Las recomendaciones pueden variar según el animal y el tipo de viaje.
🏨 Al llegar: no abras y listo
Llegamos al hotel, apartamento o casa nueva.
Cerramos la puerta.
Abrimos el transportín.
Y esperamos que explore.
Mejor prepara primero una zona segura.
Antes de abrir:
✔ Cierra puertas y ventanas.
✔ Revisa escondites peligrosos.
✔ Coloca agua.
✔ Prepara el arenero.
✔ Organiza comida.
✔ Añade objetos familiares.
Después abre el transportín y permite que salga cuando quiera.
📦 Lleva un poquito de “casa”
En un destino desconocido, algunos objetos familiares pueden ayudar:
- Su manta.
- Una cama.
- Un juguete conocido.
- Su rascador cuando sea posible.
- El alimento habitual.
No necesitas trasladar todo el hogar.
Pero sí puedes llevar pequeñas referencias de su territorio conocido.
🚪 Atención especial a los escapes
Los primeros días en un lugar nuevo requieren especial precaución.
Informa a familiares, personal del alojamiento o personas que compartan el espacio:
“Hay un gato dentro. No abrir esta puerta.”
Revisa balcones, ventanas y terrazas.
No asumas que porque en casa nunca intenta escapar ocurrirá lo mismo en un lugar desconocido.
🏡 Después del viaje
Cuando regreses a casa, permite que retome su rutina.
Algunos gatos se adaptarán inmediatamente.
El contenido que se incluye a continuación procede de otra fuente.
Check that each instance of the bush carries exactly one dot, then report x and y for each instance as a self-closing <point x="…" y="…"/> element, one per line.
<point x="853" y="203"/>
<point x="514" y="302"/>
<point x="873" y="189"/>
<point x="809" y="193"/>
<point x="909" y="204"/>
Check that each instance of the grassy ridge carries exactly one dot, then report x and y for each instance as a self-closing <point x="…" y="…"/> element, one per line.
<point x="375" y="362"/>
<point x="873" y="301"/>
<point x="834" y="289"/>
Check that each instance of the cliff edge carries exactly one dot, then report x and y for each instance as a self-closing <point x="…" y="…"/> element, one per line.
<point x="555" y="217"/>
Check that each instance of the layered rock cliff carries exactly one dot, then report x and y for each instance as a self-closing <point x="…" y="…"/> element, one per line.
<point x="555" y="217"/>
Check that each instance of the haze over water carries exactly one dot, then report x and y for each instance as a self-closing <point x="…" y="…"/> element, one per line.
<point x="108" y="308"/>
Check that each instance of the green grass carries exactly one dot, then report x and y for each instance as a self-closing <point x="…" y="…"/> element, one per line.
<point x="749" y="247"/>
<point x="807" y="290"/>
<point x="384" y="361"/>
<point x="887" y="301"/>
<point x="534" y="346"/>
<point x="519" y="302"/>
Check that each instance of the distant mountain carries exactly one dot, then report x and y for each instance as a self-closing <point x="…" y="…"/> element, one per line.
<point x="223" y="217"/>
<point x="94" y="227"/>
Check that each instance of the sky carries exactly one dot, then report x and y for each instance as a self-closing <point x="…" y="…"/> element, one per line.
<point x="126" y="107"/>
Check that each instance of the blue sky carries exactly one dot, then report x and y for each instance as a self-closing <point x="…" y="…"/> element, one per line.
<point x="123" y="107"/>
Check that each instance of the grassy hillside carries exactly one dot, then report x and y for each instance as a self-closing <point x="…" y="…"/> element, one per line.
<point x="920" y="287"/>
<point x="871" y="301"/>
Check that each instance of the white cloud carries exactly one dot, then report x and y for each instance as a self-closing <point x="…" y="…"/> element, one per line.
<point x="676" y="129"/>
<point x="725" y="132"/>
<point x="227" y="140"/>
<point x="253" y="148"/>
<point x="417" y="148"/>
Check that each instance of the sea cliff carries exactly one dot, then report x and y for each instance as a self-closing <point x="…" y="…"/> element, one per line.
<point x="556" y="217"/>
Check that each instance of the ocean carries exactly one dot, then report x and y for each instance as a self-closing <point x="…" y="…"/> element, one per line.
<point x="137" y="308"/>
Otros pueden necesitar un poco de tiempo.
Observa:
✔ Apetito.
✔ Arenero.
✔ Actividad.
✔ Descanso.
✔ Comportamiento.
Si aparecen cambios preocupantes o persistentes, consulta con el veterinario.
🐾 Consejo PETinder
Antes de cada viaje utiliza la regla de las 5 preguntas:
1. ¿NECESITA IR?
¿Viajar es realmente la mejor opción?
2. ¿ESTÁ PREPARADO?
Transportín, salud y habituación.
3. ¿ESTÁ IDENTIFICADO?
Datos actualizados.
4. ¿EL DESTINO ES SEGURO?
Ventanas, puertas, balcones y recursos.
5. ¿TENGO PLAN B?
Veterinario, emergencia, retrasos o cambios.
Un buen viaje comienza mucho antes de salir.
En resumen
Si viajarás con tu gato:
✔ Evalúa primero si necesita acompañarte.
✔ Consulta requisitos con anticipación.
✔ Revisa su salud.
✔ Actualiza identificación.
✔ Habitúalo al transportín.
✔ Nunca permitas que viaje suelto.
✔ Planifica alimentación y medicación con el veterinario.
✔ Prepara un espacio seguro al llegar.
✔ Lleva objetos familiares.
✔ Refuerza las medidas contra escapes.
En PETinder creemos que viajar responsablemente con un gato no significa conseguir que participe en todos nuestros planes.
Significa preguntarnos qué opción resulta más segura y adecuada también para él.
💡 ¿Sabías que…?
Un gato que permanece en casa durante nuestras vacaciones no necesariamente está “solo y triste” simplemente porque no viajó con nosotros.
Si cuenta con un cuidador responsable, atención diaria, recursos adecuados y seguimiento de su bienestar, permanecer en su territorio conocido puede resultar más cómodo para algunos gatos que enfrentarse a un traslado y alojamiento desconocido.
Por eso:
llevarlo contigo no siempre significa elegirlo a él primero.